La justice iranienne a annoncé mercredi l’exécution d’un homme accusé du meurtre d’un policier lors des manifestations antigouvernementales du début d’année, sur fond de multiplication des pendaisons depuis le début de la guerre.
«La peine de mort a été appliquée pour Fathollah Avari, qui avait tué un commandant de police lors des manifestations de janvier à Hamedan» dans l’ouest de l’Iran, a déclaré Mizan, l’agence du pouvoir judiciaire.
Le communiqué ne précise ni la date de son arrestation ni celle de son procès ni celle de son exécution.
Fin décembre, un mouvement de contestation initialement contre la vie chère s’était rapidement mué en vastes manifestations antigouvernementales qui ont culminé les 8 et 9 janvier.
Le pouvoir a reconnu plus de 3.000 morts, imputant les violences à des «actes terroristes» orchestrés par les États-Unis et Israël. Des ONG basées à l’étranger ont parlé elles d’une répression ayant fait des milliers de morts.

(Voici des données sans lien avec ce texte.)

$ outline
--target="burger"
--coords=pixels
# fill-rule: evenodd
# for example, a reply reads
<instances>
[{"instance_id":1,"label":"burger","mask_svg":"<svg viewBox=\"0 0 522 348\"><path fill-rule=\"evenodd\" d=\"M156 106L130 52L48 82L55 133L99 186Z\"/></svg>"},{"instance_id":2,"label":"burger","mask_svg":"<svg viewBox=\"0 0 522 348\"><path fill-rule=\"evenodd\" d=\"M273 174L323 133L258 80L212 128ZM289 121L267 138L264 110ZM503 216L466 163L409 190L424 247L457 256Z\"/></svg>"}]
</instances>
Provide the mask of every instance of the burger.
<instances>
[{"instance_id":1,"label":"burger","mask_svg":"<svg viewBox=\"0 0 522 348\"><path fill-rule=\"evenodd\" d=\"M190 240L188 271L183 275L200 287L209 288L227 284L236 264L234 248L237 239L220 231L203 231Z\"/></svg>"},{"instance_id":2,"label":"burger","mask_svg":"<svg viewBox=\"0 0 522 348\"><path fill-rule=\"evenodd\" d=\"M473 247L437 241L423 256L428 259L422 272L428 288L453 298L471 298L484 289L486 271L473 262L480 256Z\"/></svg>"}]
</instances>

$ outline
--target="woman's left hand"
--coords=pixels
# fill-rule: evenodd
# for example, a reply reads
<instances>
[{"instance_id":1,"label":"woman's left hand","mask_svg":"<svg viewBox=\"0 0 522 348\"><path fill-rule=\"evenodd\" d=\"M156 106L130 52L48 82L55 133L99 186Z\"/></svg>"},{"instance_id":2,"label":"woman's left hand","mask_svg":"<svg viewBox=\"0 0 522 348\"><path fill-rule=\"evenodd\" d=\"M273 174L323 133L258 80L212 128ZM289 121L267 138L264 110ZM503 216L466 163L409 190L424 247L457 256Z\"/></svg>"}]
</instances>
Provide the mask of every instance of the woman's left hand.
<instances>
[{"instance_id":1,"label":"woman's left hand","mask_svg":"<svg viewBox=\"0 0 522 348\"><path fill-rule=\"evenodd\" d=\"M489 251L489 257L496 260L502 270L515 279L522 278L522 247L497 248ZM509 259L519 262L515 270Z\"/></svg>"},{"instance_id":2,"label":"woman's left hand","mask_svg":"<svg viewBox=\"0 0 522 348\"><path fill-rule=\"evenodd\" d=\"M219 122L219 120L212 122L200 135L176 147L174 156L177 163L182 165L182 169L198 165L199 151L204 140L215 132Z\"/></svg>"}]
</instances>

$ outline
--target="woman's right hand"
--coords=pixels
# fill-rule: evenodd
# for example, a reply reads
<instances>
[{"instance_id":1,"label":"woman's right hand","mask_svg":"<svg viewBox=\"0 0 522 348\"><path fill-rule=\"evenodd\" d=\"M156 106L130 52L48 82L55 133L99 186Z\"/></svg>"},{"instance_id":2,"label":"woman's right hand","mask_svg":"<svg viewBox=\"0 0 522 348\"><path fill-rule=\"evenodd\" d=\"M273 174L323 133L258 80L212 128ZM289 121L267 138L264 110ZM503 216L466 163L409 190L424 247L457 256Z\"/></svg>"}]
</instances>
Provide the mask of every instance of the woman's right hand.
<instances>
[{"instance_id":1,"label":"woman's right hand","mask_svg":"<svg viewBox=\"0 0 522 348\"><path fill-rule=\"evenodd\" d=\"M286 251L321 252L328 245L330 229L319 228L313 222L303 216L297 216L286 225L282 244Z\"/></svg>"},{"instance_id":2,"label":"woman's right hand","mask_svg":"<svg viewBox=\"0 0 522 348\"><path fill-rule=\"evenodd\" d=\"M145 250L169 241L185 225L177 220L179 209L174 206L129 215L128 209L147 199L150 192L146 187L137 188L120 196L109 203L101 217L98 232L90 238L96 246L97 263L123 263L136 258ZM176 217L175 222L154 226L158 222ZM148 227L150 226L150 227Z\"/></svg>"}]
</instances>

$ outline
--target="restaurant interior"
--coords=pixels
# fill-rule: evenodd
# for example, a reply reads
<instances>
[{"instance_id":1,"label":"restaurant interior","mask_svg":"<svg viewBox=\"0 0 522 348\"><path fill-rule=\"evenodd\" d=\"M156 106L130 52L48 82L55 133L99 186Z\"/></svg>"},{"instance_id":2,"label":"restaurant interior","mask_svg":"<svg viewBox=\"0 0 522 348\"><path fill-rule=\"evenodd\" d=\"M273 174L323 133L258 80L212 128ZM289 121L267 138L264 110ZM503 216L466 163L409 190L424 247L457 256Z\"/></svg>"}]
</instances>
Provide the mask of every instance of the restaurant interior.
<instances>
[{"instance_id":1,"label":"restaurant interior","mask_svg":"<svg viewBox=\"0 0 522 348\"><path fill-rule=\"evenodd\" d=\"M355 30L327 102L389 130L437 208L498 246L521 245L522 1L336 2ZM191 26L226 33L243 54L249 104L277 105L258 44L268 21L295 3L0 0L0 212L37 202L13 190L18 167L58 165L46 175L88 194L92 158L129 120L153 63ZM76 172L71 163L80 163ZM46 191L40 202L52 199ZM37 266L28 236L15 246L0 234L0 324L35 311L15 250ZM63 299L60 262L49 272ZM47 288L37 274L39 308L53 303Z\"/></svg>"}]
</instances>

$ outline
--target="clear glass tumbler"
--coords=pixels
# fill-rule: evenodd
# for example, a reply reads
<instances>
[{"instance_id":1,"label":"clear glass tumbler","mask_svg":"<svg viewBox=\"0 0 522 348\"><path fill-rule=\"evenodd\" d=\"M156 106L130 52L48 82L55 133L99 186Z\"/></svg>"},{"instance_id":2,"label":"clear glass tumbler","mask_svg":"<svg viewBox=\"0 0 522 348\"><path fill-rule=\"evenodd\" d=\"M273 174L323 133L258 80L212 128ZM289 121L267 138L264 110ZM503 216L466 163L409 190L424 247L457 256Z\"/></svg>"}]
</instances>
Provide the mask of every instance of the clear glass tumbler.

Mercredi, la justice a accusé Fathollah Avari d’«avoir poignardé mortellement un commandant de police au flanc».
Il a été condamné à mort «en vertu du principe islamique de qisas», ou loi du talion, qui permet à la famille de la victime d’exiger l’exécution, a précisé Mizan.
Israël et les États-Unis ont lancé le 28 février une attaque conjointe contre l’Iran, déclenchant la guerre au Moyen-Orient. Depuis, arrestations et exécutions se multiplient dans le pays, en lien avec le conflit mais aussi les manifestations du début d’année.
Selon des ONG dont Amnesty International, l’Iran est le pays qui recourt le plus à la peine capitale après la Chine.